In the study, researchers examined three prominent coding agents: Claude Code with Sonnet 4.6, OpenAI Codex GPT 5.2, and Google Gemini with 2.5 Pro. Each agent was tasked with creating two applications using a standard iterative workflow. The applications included FaMerAgen, a web app for tracking children’s allergies, and Road Fury, a browser-based racing game. Researchers performed scans on every pull request (PR) submitted, revealing concerning results.
Across 38 scans covering 30 PRs, the agents collectively produced a staggering total of 143 security issues. Notably, 26 out of 30 PRs contained at least one vulnerability, resulting in an alarming rate of 87 percent vulnerability incidence.
The flaws identified were not trivial. For example, the baseline scan of Road Fury revealed zero issues, but subsequent scans after all features were added found eight vulnerabilities in Claude’s version, seven in Gemini’s, and six in Codex’s. Similarly, the web app’s baseline identified nine issues, with final counts of 13 for Claude, 11 for Gemini, and eight for Codex.
Types of Vulnerabilities Identified
The report identified ten categories of vulnerabilities that appeared consistently across the agents and applications. The most prevalent issue was broken access control, which was evident in all three agents. This often manifested through unauthenticated endpoints linked to sensitive operations.
Additionally, business logic failures were apparent in the racing game, where critical operations like score management were performed without server-side validation. OAuth implementation failures also surfaced, with missing state parameters and insecure account linking found in every social login integration across all agents.
Another significant gap involved WebSocket authentication, which was missing from every final game codebase. Even though the agents successfully built REST authentication middleware, they failed to integrate it into the WebSocket upgrade handler. Rate limiting emerged as a recurring shortfall, with the report noting that while middleware for rate limiting was defined, no agent connected it to the application.
In terms of JWT (JSON Web Token) secret management, the study discovered weak practices across all three agents in the game application. Hardcoded fallback secrets allowed an attacker to forge valid tokens without needing credentials, posing a serious risk.
Performance and Risk Analysis
Among the agents, Codex produced the fewest vulnerabilities in the final scan of the web app, finishing with eight issues—one fewer than its baseline. However, it still retained a temporary token bypass. Claude ended with 13 issues and introduced a two-factor authentication disable bypass that was not present in the other agents’ outputs. Gemini exhibited the highest number of issues overall, including critical OAuth CSRF vulnerabilities.
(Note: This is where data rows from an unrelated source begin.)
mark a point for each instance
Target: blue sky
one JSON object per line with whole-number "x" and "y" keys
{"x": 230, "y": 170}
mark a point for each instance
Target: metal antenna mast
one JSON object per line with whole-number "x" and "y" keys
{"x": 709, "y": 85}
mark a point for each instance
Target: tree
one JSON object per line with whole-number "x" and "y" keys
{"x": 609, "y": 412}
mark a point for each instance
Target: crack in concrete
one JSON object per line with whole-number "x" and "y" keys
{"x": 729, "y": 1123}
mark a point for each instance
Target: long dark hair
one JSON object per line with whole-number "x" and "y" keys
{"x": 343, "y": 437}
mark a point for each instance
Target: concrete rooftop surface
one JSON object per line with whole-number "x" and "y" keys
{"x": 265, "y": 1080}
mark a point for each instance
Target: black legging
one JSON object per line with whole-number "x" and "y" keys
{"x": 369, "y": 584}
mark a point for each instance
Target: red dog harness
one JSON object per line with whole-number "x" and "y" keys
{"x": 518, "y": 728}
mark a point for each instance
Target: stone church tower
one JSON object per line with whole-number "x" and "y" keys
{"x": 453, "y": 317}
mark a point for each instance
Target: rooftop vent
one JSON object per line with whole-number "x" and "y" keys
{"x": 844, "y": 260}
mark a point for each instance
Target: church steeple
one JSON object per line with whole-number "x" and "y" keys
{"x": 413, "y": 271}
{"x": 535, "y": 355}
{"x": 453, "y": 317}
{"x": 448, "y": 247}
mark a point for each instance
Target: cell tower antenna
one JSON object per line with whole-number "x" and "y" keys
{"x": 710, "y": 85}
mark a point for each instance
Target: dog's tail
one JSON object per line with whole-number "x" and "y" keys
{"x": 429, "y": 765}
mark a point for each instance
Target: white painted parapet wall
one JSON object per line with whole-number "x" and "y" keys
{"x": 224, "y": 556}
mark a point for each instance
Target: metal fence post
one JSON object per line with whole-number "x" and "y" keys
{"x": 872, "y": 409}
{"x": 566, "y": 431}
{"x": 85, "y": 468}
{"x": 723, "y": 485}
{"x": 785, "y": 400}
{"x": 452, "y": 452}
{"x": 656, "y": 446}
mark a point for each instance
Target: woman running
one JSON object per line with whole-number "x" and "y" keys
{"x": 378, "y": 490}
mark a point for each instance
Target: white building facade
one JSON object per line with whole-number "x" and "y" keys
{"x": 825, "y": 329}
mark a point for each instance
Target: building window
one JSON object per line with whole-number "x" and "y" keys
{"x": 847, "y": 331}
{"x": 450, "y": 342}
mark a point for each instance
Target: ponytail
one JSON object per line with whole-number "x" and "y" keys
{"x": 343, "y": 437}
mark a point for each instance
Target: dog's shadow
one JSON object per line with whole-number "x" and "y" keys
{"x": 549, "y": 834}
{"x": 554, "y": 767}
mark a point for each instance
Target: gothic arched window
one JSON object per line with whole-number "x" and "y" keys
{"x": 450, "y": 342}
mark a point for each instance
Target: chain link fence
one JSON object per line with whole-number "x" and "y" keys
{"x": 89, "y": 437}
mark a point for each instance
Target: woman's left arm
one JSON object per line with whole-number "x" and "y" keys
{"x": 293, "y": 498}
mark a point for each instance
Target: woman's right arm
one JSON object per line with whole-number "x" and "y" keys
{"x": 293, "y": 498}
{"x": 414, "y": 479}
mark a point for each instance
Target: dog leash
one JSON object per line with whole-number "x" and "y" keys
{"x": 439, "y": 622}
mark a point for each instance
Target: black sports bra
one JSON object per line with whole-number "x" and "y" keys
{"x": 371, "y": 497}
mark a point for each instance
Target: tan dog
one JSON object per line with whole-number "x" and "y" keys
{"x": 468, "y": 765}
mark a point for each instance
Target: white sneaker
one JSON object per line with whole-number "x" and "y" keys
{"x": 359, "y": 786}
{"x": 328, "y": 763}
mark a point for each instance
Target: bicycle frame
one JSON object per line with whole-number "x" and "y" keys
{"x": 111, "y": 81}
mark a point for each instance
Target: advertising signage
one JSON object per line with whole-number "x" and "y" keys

The study highlighted that many vulnerabilities stemmed from logic and authorization flaws, emphasizing the limitations of regex-based static analysis tools. These tools can identify known bad function calls but do not verify middleware connections or ensure that authentication policies are correctly applied.
The research emphasized the importance of proactive security measures in software development. According to DryRun Security’s 2025 SAST Accuracy Report, their contextual analysis tool identified 88 percent of seeded vulnerabilities across four application stacks, highlighting a significant performance gap specifically for logic-level findings.
To mitigate risks when using coding agents, the researchers recommend five best practices: scan every pull request, review security during the planning phase, utilize contextual security analysis, combine PR scanning with full codebase analysis, and specifically check for recurring issues identified in the study.
This comprehensive investigation into the security shortcomings of AI coding agents serves as a crucial reminder for developers and organizations to prioritize security in their development workflows, especially as reliance on AI technology continues to grow.